Parliament begins work on DNUR
Published June 24, 2023 07:42
The draft, whose fate as of June 23 this year can already be followed on the pages of the Polish Parliament, differs slightly from the latest version, published by the Government Legislation Center. Unfortunately, these are not differences that would significantly and positively change the assessment of its impact on the pharmaceutical market. What has changed (among other things), compared to the version from March this year. (i.e., the last one published on the RCL website)?
- The amendment to Article 4(11) of the Law, which stipulates that statutory payback must be borne by applicants who have risk-sharing instruments in place, has been dropped - under the current version of DNUR, these entities would have paid to the budget the difference between the value of the payback resulting from the RSS and the statutory payback;
- The provision amending Article 5 of the Reimbursement Law was removed - it was supposed to change the rules for calculating the price per DDD of a compounded drug;
- A lower and upper limit on the official wholesale margin has been introduced. As previously announced, the DNUR provides for an increase in the wholesale margin to 6% (from the current 5). At the same time, the latest version of the draft amendment to the law proposes a regulation that the wholesale margin cannot be lower than 50 cents and cannot be higher than PLN 150 (for a drug in pharmacy reimbursement) or PLN 2,000 (for a drug reimbursed in a drug or chemotherapy program);
- A novelty in the current version of DNUR is the added provision of Article 9(2a) of the Reimbursement Law, according to which the implementer of a health policy program (within the meaning of the provisions of the Law on Health Care Services Financed from Public Funds) shall purchase drugs (reimbursed in the drug program) for that program at a price not higher than that resulting from the risk-sharing instrument specified for that drug or the official selling price of the drug forming the basis of the limit, taking into account the number of DDD of the drug, plus a margin not higher than the official wholesale margin. It is worth noting that this involves the purchase of drugs for health policy programs implemented both by the Minister of Health and by local government units. Thus, local government programs will also be subject to the obligation to apply to the purchase of drugs the prices of these products resulting from their reimbursement - of course, in the case of drugs reimbursed in drug programs;
- The provision that the Minister of Health was to be obliged to refuse to initiate reimbursement proceedings if at the time of application at least one reimbursable equivalent in a given indication has patent or market exclusivity protection was removed from the draft;
- The new version of DNUR provides for the permissibility of realizing the mandatory reduction (by 25%) of the price of a reimbursed drug after the loss of market exclusivity (or, according to the draft, patent protection) not only by a reduction in the net selling price, but also (partially or exclusively) by a reduction in the effective price, resulting from the risk-sharing instrument. The regulation proposed in the draft slightly increases the flexibility of the solution used so far (providing only for a reduction in the net selling price), but it does not solve all the practical problems that responsible parties have reported so far with regard to these provisions. First of all, the regulation does not explicitly provide that it is permissible to reduce the price of a drug through the conclusion of a new risk-sharing instrument, if no such instrument has been in effect for the drug so far; moreover, it is not clear from the regulation that it is the responsible entity itself that will choose the path to follow in processing the reduction - whether it wants to reduce the nominal price, the effective price or partially both;
- The draft introduces a new basis for covering a drug with reimbursement ex officio, without a request from the applicant.
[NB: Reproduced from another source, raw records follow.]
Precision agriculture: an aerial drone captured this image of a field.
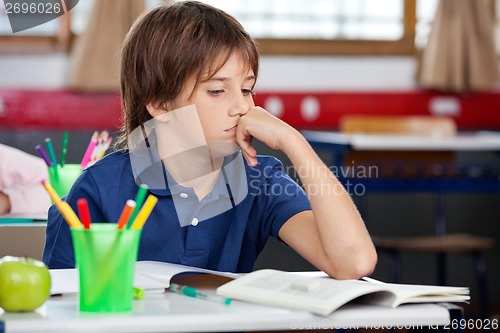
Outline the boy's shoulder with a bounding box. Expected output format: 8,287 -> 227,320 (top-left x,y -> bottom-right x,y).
85,151 -> 130,174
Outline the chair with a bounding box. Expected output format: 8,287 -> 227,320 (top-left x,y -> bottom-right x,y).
339,115 -> 495,318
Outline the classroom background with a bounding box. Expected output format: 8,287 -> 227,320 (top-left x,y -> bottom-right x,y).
0,0 -> 500,322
The new Article 30a added to the law stipulates that the Minister of Health may issue a decision on reimbursement coverage and setting the official sales price for a drug, including a drug with an OTC availability category, which requires use for more than 30 days for a specific clinical condition and is recommended in clinical management guidelines, in cases where the applicant has not yet submitted an application for reimbursement coverage and market exclusivity for the drug has expired. However, the mechanism of operation of this reimbursement mode is not clear, as the provision also states that the Minister of Health will inform responsible parties for drugs that could be reimbursed under this mode about the possibility of submitting reimbursement applications;
- The idea of introducing an obligation to supply reimbursed drugs in equal parts to at least 10 entrepreneurs operating pharmaceutical wholesalers, whose scope of business does not include assortment restrictions, with the largest share of trading with general pharmacies in terms of the number of transactions, in the amount necessary to secure patients, has been revisited. In the new version, the DNUR provision specifies that this obligation will apply only to reimbursed drugs in pharmacies at risk of unavailability; with the list of these drugs to be published by the Minister of Health by means of a notice.
What hasn't been changed in the draft amendments to the Reimbursement Law? Far-reaching procedural changes remain in place, including, for example, the widely criticized proposal to subject individuals who sign reimbursement applications to criminal liability, as for making false statements.
There is now very little time to pass the amendments to the law, as the Diet has few sessions scheduled before the end of the term. However, the bill still has a chance of passing; if it does, then most of its provisions will take effect on November 1 this year.